Tornata alla routine mi rendo conto di quanto sia difficile lasciarmi andare e affidarmi a qualcosa di più grande. Che non significa aspettare passivamente che le cose succedano ma coltivare un sano senso di fiducia nella vita, direzionandomi di volta in volta seguendo l’intuito e il battere del cuore. La questione è che basta davvero poco per seppellire la parte più vitale di me sotto strati di paure, giudizi, pensieri. Polvere che si deposita giorno dopo giorno senza quasi che me ne accorga, confondendo i desideri, offuscando le rotte, facendo vacillare di nuovo tutto. Diventa più semplice affidarsi a degli obiettivi, come se il senso del vivere fosse pianificare e raggiungere certi risultati. Come se fosse quella la chiave della felicità e della realizzazione (qualunque cosa voglia davvero dire).
Sono tornata da Zanzibar piena di energia, entusiasmo e buoni propositi e fare un bilancio oggi, dopo due mesi, mi sembra quasi deludente. Dov’è finito tutto? Cosa voglio fare? Il cuore ha smesso di nuovo di battere? Ma il fulcro è proprio questo: perché continuare a giudicare, confrontare e sentirmi da meno nel comparare di continuo la realtà con l’idealizzazione?
Vivere non è stare nella testa ma uscirne fuori, agire.
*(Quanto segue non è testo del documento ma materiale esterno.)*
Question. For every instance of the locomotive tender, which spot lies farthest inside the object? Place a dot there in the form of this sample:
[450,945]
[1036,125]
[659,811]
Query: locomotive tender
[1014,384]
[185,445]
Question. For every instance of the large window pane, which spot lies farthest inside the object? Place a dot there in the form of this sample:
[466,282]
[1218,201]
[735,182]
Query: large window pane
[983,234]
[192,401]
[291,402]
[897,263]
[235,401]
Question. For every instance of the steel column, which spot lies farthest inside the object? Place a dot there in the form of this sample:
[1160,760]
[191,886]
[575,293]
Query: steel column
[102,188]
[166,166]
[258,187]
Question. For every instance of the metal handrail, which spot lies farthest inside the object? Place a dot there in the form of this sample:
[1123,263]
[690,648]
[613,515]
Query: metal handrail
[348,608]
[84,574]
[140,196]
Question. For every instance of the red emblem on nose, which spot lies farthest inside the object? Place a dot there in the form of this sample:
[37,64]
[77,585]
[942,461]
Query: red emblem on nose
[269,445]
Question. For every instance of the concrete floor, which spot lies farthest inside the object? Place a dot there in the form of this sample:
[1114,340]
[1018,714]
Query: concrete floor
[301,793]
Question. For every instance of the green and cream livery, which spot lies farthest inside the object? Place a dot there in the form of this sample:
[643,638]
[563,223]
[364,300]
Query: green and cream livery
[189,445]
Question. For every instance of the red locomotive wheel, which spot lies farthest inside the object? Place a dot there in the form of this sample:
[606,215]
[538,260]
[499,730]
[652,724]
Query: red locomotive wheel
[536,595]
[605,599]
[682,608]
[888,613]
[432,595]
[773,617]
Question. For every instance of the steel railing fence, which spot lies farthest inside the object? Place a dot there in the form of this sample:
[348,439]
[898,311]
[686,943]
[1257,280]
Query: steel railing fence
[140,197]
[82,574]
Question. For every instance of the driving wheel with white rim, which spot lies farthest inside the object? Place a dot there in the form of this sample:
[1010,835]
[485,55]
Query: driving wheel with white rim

Lasciare pure che la radio continui a trasmettere pensieri, ansie e paure ma sapere che possiamo comunque scegliere. Fare qualcosa di concreto e farlo prima di tutto per noi. Andare avanti anche se c’è paura, muoversi anche con il dubbio, accettare il rischio di cadere sapendo che possiamo sempre rialzarci.
“Lo straordinario è riuscire a vivere nell’ordinario”.
Così ho detto a un’amica qualche settimana fa riferendomi a quanto sia facile stare (apparentemente?) bene in viaggio o in situazioni nuove ma la vera sfida sia continuare a mantenere uno sguardo aperto e accogliente nel quotidiano. Cogliere la luce e lo straordinario in ciò che ci sembra di conoscere a menadito nei suoi schemi e nelle sue forme e che pare non emozionarci più. O brilli meno rispetto ad altri vissuti. Sempre perché abbiamo il bisogno di etichettare, catalogare, confrontare. Dare un senso e un significato a ogni cosa, che però nell’eccesso diventa dimenticarsi di vivere appieno quello che succede.
E così anche io a volte dimentico che quello sguardo stupito, bambino, meravigliato che portavo in giro per Zanzibar altro non è che il mio sguardo. Quello che ho qui, sempre con me ma che a volte sostituisco con le lenti dello sconforto, del pessimismo, della paura.
“Dovunque tu vada ci sei già” è il titolo del libro di Jon Kabat-Zinn che avevo portato con me in valigia.
Un titolo che dentro ha già tutto, proprio come noi.